OASIS Alert

Assessment:

Don't Waste Your Training Dollars On The Wrong Problem

Poor assessments cheat you, not the feds.

Inaccurate OASIS assessments lead to less payment, inaccurate risk adjustment and bad outcomes. Better information can lead to the solution.

The biggest problem undermining outcome success is poor OASIS assessments, said Jeff Lewis, CEO of Baton Rouge, LA-based Lewis Inc. If your Home Health Compare outcomes are not where you want them to be, first determine if the problem is with your clinicians or with your agency's operations, policies or procedures, he said in an educational session at October's annual conference of the National Association for Home Care & Hospice in Baltimore.

The challenge:
To answer this question, you need to look at outcomes clinician by clinician, Lewis said.

Helpful strategy: Most software vendors can show you how to use their software to drill down to the clinician level for this information, Lewis explained. Then make a chart that lists each clinician and that clinician's score on each outcome.

Are Some Clinicians Having Problems?

You'll know it is possible to hit the outcomes mark if some, but not most, of your clinicians are near where they should be, Lewis said. This tells you the problem is with clinicians and that some are having difficulties, he added.

"Studies have shown that many clinicians still incorrectly answer key OASIS questions in ways that prevent the data from ever showing improvement," Lewis reported. Most OASIS inaccuracies take money away from your agency by minimizing the severity of the patient's problems, he reported.

Example: If you say that "the patient is fine" and score him at the highest level on a M0 question, you lose your chance to show improvement in that area, says consultant Sparkle Sparks with Redmond, WA-based OASIS Answers.

Once you know which clinicians are having problems and which questions they are confused about, it's usually easy to correct the errors, Lewis said. Once you find your "weak links," concentrate your re-training on them rather than "beating everybody over the head with more training," recommends consultant Karen Vance with BKD in Springfield, MO.

Expert tip: Don't stop after your first pass. Look monthly at the outcomes by clinician, Lewis suggested. This lets you find backsliding quickly, provide extra support to clinicians who need it and fine-tune your assessment accuracy, he said.

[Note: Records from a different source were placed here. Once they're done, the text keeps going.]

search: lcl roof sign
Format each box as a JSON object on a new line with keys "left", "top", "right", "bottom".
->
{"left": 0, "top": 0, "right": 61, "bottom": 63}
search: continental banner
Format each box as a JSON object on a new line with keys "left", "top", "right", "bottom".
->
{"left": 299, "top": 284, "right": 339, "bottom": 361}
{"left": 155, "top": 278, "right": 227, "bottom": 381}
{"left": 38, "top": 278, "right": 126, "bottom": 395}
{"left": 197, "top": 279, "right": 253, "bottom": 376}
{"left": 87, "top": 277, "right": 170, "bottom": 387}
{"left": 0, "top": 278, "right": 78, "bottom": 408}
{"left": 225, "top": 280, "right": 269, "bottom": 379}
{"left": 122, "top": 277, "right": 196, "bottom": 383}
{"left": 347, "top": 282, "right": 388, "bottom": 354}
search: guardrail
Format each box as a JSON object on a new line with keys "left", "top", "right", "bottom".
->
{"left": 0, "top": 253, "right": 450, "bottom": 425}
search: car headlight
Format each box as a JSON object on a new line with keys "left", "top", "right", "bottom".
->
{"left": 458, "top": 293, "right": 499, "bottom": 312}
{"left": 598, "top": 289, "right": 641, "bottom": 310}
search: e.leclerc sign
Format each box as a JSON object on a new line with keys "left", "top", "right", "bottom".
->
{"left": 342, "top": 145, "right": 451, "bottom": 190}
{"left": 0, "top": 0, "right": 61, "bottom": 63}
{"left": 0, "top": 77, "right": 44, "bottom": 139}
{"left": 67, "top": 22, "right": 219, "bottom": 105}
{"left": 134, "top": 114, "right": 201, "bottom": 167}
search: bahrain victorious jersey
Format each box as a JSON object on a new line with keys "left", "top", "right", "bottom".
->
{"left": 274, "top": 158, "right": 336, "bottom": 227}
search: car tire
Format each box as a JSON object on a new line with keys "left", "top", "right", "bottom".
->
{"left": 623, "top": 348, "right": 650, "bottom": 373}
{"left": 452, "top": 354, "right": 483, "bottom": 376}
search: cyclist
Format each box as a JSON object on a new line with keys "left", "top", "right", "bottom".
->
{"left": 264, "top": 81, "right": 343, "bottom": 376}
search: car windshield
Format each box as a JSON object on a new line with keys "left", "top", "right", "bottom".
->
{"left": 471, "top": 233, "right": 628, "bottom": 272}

What If Most Clinicians Are Having Problems?

If almost no clinicians hit the outcomes mark, you should look to the agency as a whole -- rather than to the clinicians -- for what to change, Lewis advised. Consider your policies, procedures, training, support services, visit schedules or some other overall issue, he said. At this point you are better off paying to have a consultant give you an objective picture. This will help you find the solution to the cash drain as fast as possible, he explained.